The biggest cause is probably the drug epidemic. According to the US government's Center for Disease Control and Prevention (CDC), more than 100,000 people died from drug overdoses in 2021. 

The total number of US military deaths in the Vietnam War (1955-1975) is said to be 58,000. But the number of drug deaths is nearly double that in one year. These numbers are only of those who die from a drug overdose. The number of drug users who do not die is unknown.

It may be something of a taboo for American democracy, but political protests in the streets often include more than a few drug addicts. As a result, acts of violence infest the streets. And in some cases, these protesters turn into violent mobs. It goes without saying that drugs are a breeding ground for rape and other sexual crimes and aberrant sexual behavior.

However, politicians, political elites, and the media do not face up to the drug problem. They muddle their words, saying that it is a complicated issue, etc. Japan also has drug crimes, but when they are discovered, they are severely denounced by society. In Japan, morality is still alive.

In April 2015, a riot erupted in Baltimore, Maryland, on the US East Coast, following the death of an African American while being detained by the police. (© Reuters)

Where Liberalism without Christianity is Taking Us

In the United States, the number of people who are Christian and go to church has been rapidly declining in recent years. This is deeply related to the current social instability in the United States. 

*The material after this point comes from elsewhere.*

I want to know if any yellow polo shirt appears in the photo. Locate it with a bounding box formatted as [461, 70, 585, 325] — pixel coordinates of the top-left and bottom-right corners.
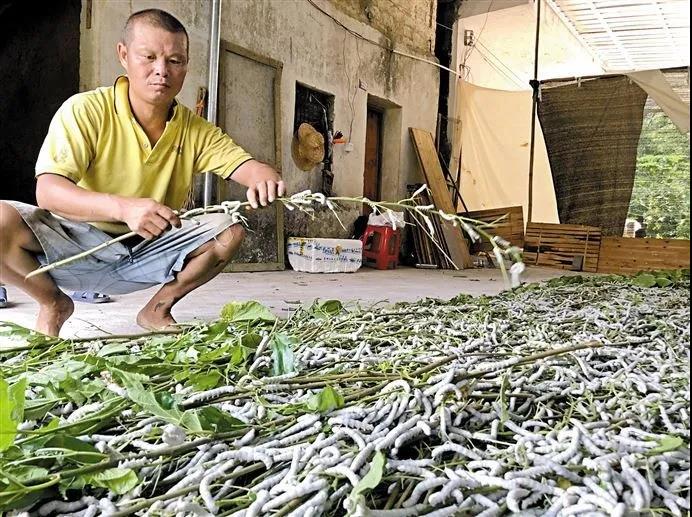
[36, 76, 252, 234]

In Japan, even without much organized religion, a moral foundation is built into the culture of life. But this is not the case in Western Europe and the United States. There, morality is deeply rooted in organized religions, especially Christianity. And in the case of the US, if Christianity were to disappear, the moral foundation of society would collapse.

One might think that law would suffice to ensure order without religion or morality. But one would be mistaken, at least as far as the United States is concerned. This is because, in the US, the Constitution and the legal order are built on the shared values of religion and morality. For Americans, laws that are not backed by religion and morality are merely tools of the political authority of the moment, and may no longer be worthy of the people's obedience.

'Freedom' of Anarchy

Some may object that "in Europe and Canada, people don't go to church as much as Americans do and there is less crime than in America." It is true that fewer Europeans go to church than Americans do. And in Canada, since the 1960s "Quiet Revolution," many people also have stopped attending church.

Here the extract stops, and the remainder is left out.